As a citizen of this island, I want our public agencies to deliver sensible and necessary services at a cost effective rate.

That is not always happening now.

This blog is intended to get more Bainbridge citizens thinking about how our taxes and fees are being used, or in some cases, misused.

Bainbridge Island is a 27 square mile accumulation of glacial till, rocks, and hard clay that survived the landscape scouring of the last glacial ice age some 13,000 years ago and what used to be a primarily rural and quiet summer beach houses and bedroom community from the urban complexities of Seattle, Washington.

This island paradise used to be relatively rural and quiet, “not just like everywhere else.”  That is rapidly changing … being just 6.5 miles from Seattle by ferry, increasing density and economic development is eroding the quiet and peaceful life that once was. With these changes, there comes more government and institutions to maintain the services a growing City requires. Citizens pay taxes and fees for these civic requirements when the statements and bills arrive, and very few have the background, time, or desire to understand what really happens with their taxes and fees … are we getting good value, or is our money being used frivolously?

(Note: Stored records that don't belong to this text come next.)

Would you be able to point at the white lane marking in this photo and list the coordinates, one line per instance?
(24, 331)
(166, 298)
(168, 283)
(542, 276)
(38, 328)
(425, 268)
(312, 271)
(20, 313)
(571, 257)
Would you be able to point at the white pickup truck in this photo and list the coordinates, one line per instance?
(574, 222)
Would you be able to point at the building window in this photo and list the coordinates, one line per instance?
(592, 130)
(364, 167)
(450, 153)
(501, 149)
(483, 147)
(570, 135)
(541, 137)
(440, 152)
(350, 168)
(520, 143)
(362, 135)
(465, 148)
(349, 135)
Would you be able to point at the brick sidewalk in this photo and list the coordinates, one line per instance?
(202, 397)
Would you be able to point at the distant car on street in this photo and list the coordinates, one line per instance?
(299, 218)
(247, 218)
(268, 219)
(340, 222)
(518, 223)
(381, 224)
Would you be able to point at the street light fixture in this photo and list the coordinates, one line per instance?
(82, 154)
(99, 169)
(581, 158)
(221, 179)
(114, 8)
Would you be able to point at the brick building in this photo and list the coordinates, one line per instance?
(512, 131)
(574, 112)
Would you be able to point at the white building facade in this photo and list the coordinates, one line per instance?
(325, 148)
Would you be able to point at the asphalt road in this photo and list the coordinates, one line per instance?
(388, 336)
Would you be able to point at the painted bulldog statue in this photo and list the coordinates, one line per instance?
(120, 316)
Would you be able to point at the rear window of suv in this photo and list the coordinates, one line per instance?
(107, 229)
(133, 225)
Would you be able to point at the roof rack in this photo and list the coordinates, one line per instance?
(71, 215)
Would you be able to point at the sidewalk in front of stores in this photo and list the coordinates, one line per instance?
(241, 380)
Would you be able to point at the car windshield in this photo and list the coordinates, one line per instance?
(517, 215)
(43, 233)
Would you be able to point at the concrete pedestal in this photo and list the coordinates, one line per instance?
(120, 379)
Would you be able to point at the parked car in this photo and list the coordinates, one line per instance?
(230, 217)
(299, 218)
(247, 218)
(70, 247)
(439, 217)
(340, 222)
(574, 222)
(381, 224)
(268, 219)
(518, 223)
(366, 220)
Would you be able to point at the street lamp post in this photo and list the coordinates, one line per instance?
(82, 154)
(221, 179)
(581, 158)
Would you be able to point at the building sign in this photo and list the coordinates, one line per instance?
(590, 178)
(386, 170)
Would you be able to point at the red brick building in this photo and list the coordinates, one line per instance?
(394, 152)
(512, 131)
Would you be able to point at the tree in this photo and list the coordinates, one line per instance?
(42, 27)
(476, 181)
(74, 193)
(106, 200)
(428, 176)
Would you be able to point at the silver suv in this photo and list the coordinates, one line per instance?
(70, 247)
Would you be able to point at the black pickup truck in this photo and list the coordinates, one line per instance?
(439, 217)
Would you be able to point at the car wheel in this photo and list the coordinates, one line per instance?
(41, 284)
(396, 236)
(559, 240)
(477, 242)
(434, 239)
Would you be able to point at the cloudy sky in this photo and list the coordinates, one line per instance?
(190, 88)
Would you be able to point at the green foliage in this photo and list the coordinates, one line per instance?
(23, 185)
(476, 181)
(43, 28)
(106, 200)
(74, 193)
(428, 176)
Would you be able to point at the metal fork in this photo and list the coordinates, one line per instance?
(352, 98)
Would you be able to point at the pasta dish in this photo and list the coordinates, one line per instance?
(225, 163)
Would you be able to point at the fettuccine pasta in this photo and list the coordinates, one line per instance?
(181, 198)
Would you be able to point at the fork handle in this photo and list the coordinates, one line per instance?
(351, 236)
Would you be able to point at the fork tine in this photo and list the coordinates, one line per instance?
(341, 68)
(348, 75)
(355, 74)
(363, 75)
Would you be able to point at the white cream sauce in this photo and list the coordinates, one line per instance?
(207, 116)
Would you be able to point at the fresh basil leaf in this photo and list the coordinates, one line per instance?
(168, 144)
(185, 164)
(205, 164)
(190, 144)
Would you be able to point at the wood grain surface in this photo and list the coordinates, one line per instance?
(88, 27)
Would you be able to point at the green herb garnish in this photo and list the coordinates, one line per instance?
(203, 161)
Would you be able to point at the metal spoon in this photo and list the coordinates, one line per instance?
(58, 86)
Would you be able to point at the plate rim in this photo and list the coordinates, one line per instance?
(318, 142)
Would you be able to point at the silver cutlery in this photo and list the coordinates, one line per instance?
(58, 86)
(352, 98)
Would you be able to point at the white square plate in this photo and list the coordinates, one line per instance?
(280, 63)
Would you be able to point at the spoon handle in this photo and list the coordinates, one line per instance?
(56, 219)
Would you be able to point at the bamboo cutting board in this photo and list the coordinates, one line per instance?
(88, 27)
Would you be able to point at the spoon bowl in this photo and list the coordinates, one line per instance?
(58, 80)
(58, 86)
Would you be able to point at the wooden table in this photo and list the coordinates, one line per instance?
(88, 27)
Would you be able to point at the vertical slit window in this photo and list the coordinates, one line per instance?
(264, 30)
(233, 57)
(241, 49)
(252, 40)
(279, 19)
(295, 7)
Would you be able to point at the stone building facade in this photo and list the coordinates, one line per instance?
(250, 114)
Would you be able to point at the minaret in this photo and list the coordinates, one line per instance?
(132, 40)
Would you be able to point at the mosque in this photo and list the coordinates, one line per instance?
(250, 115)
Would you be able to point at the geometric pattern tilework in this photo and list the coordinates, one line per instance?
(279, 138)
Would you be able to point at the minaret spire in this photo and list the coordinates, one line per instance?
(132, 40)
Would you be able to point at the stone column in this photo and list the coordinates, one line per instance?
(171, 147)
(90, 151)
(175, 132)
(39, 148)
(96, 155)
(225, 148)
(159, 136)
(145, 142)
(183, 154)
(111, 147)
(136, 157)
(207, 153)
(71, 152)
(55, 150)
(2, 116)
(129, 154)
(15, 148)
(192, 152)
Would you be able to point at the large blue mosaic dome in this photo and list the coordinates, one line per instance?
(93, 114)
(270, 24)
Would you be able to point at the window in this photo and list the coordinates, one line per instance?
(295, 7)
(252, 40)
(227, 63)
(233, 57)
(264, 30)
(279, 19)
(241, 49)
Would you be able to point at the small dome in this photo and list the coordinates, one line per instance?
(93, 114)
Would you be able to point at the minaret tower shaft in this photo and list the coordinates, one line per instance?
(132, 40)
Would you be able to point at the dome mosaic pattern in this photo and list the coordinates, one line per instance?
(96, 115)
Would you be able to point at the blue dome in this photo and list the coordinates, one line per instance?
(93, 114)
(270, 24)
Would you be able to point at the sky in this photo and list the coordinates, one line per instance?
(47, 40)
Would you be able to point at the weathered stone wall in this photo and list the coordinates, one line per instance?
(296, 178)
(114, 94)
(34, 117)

There is a largely untold side to the public press releases, campaign claims, and use of public monies on Bainbridge Island (ditto everywhere else, but I live here). I enjoy researching and exposing what isn’t said in those carefully crafted public engagement press releases, campaign claims, and decisions and policies that managers and elected or appointed officials would prefer not to be made public.

The intent of this blog is to make the public entities on Bainbridge Island better by being more forthright, honest, non-deceptive, transparent, and efficient. Exposing the general citizenry to “the other half of the story”  is the intent of these research efforts, including some big issues, but many relatively minor.

Why bother small, detail issues? The time tested saying “fix the small things, and the big ones will tend to fix themselves” is the foundation for the small details approach.

Disclaimer: All postings and opinions are those of Robert Dashiell.  Ditto typos.